BISNIS.COM, JAKARTA – Pengambilan putusan saat Dewan Perwakilan Rakyat (DPR) membahas seluruh rancangan undang-undang sebaiknya lewat jalur voting ketimbang jalur musyawarah.
Stephen Sherlock, Director Centre for Democratic Institutions di Australian National University, mengatakan usulannya tersebut didasarkan pada tiga hal. Pertama, efisiensi. Pengambilan putusan melalui proses musyawarah dinilainya sangat lamban dan bisa menunda putusan. Lewat voting, waktu pengambilan putusan dapat lebih cepat.
Lambannya pengambilan putusan dikeluhkan anggota dewan dalam buku politik yang baru saja diluncurkan oleh Perkumpulan untuk Pemilu dan Demokrasi (Perludem). Buku itu bertajuk Hukum Sistem Pemilu: Potret Keterbukaan dan Partisipasi Publik dalam Penyusunan Undang-undang Nomor 8 Tahun 2012 tentang Pemilihan Anggota DPR, DPD, dan DPRD.

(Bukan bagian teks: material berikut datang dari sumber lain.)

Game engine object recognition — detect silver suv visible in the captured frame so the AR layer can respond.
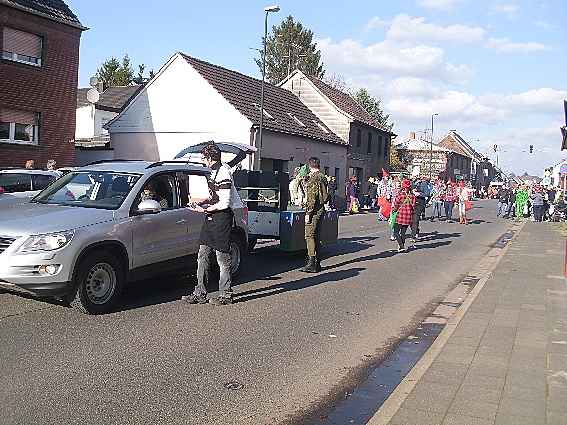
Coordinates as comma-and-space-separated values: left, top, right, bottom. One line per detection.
0, 150, 249, 314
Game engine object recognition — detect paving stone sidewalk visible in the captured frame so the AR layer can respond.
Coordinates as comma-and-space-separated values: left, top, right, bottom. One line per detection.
387, 222, 567, 425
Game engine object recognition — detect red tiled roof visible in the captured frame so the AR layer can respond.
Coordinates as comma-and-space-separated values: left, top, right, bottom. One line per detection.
181, 53, 345, 146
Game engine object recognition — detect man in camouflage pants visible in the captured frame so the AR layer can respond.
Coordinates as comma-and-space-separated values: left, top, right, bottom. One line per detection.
302, 157, 328, 273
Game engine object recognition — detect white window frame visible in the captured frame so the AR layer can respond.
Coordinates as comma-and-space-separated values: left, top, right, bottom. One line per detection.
1, 51, 42, 67
0, 120, 40, 146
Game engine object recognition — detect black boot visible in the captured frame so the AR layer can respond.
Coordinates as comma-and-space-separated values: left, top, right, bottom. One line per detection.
315, 258, 321, 272
301, 257, 318, 273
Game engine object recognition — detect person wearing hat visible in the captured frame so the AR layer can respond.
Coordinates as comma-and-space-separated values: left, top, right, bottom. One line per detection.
391, 179, 416, 252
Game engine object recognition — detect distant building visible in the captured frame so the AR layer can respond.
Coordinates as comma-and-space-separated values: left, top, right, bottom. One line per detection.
281, 70, 395, 194
75, 85, 141, 165
394, 132, 472, 181
0, 0, 86, 168
438, 130, 496, 188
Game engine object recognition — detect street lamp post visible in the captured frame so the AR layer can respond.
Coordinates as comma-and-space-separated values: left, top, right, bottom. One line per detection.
429, 113, 439, 180
257, 4, 280, 170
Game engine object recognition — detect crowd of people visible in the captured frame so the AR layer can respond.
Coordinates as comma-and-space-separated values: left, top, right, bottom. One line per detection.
342, 172, 475, 252
495, 184, 563, 222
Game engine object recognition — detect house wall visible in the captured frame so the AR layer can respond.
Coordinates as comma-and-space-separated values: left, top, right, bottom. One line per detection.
94, 109, 117, 138
282, 75, 351, 142
0, 5, 82, 168
108, 54, 252, 164
75, 105, 94, 140
446, 153, 472, 181
347, 123, 391, 193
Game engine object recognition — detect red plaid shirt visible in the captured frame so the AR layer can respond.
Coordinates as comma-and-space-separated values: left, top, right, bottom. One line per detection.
392, 190, 415, 225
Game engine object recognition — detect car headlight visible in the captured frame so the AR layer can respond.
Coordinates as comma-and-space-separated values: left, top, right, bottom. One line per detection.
17, 230, 75, 253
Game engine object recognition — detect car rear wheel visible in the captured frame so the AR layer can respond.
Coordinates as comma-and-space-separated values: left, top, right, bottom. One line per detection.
70, 250, 125, 315
229, 234, 245, 278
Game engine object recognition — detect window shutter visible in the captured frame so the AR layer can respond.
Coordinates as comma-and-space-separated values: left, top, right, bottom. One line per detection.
0, 109, 38, 125
3, 28, 42, 58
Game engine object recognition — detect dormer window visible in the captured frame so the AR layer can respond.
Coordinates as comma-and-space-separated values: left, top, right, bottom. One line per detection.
287, 113, 305, 127
2, 28, 42, 67
313, 120, 329, 133
252, 103, 274, 120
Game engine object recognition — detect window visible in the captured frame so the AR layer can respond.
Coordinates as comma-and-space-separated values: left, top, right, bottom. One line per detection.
2, 27, 42, 66
31, 174, 56, 191
313, 120, 329, 133
287, 113, 305, 127
383, 137, 389, 160
356, 129, 361, 147
377, 135, 383, 157
0, 173, 32, 193
335, 168, 340, 181
367, 132, 373, 154
252, 103, 274, 120
324, 166, 329, 176
136, 174, 177, 210
0, 109, 39, 145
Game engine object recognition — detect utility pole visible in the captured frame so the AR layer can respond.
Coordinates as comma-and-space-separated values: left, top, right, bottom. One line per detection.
429, 113, 439, 180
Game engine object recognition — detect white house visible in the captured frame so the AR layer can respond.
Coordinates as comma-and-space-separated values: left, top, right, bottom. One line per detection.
105, 53, 348, 190
75, 85, 141, 165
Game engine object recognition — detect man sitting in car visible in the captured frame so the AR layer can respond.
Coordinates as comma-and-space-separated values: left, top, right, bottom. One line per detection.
140, 180, 168, 209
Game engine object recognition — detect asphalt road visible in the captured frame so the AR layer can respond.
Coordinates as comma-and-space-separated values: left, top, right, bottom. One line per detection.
0, 200, 510, 425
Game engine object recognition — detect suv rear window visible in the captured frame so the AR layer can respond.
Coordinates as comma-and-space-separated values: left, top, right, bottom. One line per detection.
0, 173, 32, 193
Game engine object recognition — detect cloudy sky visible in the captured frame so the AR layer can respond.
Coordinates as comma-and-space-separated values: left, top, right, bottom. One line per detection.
75, 0, 567, 175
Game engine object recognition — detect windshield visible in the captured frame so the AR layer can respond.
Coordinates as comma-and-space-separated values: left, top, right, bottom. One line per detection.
33, 171, 141, 210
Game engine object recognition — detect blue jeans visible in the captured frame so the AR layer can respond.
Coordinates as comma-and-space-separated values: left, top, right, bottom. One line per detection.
432, 200, 443, 218
497, 202, 508, 217
444, 201, 454, 220
193, 244, 232, 298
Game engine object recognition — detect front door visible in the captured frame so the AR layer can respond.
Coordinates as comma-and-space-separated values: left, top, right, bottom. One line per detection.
131, 173, 191, 268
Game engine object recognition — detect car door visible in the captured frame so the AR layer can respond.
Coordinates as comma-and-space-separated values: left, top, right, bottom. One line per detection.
130, 172, 192, 268
177, 171, 207, 254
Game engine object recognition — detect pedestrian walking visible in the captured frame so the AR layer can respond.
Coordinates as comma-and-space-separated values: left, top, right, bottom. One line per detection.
183, 142, 243, 306
367, 177, 378, 209
346, 176, 359, 214
391, 179, 416, 252
410, 176, 430, 240
531, 186, 545, 222
443, 181, 457, 221
515, 185, 529, 218
497, 186, 510, 217
456, 181, 471, 224
327, 175, 337, 209
431, 179, 445, 221
301, 157, 328, 273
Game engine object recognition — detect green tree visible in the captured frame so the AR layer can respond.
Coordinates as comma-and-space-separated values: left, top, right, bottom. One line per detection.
256, 15, 325, 84
352, 88, 394, 132
389, 144, 413, 172
95, 54, 135, 90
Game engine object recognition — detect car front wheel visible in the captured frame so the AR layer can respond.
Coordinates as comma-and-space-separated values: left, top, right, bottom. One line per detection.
229, 234, 245, 278
70, 250, 125, 314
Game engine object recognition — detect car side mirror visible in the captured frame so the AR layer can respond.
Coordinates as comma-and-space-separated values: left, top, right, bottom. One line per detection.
136, 199, 161, 215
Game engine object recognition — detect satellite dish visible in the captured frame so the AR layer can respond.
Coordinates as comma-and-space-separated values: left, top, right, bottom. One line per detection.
86, 88, 100, 104
89, 76, 99, 87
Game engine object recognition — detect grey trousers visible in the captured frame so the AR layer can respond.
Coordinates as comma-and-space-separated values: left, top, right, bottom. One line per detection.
193, 245, 232, 298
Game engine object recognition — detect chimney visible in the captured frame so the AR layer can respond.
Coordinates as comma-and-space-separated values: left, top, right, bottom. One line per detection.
409, 131, 416, 140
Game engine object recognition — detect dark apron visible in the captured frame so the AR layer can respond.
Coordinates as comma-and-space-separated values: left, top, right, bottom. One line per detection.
199, 209, 233, 253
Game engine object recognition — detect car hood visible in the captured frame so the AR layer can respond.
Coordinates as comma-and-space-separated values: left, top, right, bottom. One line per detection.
0, 203, 115, 238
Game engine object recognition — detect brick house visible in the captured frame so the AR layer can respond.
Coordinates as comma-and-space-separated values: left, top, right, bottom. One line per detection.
394, 132, 472, 181
280, 70, 395, 195
0, 0, 86, 169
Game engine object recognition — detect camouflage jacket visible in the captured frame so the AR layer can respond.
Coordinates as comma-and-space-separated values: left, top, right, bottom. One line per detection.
304, 171, 328, 215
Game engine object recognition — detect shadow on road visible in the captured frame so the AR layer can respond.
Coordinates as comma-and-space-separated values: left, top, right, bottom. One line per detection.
234, 268, 365, 303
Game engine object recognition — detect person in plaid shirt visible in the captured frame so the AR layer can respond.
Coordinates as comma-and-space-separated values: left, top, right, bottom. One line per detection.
392, 179, 416, 252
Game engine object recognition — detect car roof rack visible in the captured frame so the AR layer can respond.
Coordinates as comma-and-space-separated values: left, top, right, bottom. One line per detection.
85, 159, 147, 166
146, 160, 207, 169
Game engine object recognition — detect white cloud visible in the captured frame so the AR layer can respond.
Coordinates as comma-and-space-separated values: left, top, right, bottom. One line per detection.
386, 14, 486, 44
365, 17, 389, 31
318, 38, 473, 84
388, 77, 439, 98
483, 88, 567, 112
417, 0, 463, 11
486, 37, 549, 52
492, 3, 520, 17
535, 20, 558, 30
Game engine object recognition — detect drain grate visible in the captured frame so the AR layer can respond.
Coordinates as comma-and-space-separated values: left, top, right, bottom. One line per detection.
224, 381, 244, 391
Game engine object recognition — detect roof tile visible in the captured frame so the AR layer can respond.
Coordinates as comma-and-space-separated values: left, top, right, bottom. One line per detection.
181, 53, 345, 146
4, 0, 83, 27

Kedua, demokrasi yang representatif. Menurut Sherlock, mufakat mengambil hak anggota dewan untuk bersuara.
“Ternyata ada pertemuan lobi di belakang antarpimpinan fraksi. Publik tidak bisa melihat itu. Voting sebenarnya bisa mewakili pendapat anggota dewan, yang artinya mewakili pendapat masyarakat,” kata Sherlok saat peluncuran buku, Kamis (25/4/2013).
Ketiga, transparansi dan akuntabiliitas. Sherlock menjelaskan voting memberi ruang bagi publik untuk melihat bahwa setiap anggota dewan kasih suara. Cara itu digunakan untuk menjaga akuntabilitas terhadap konstituen.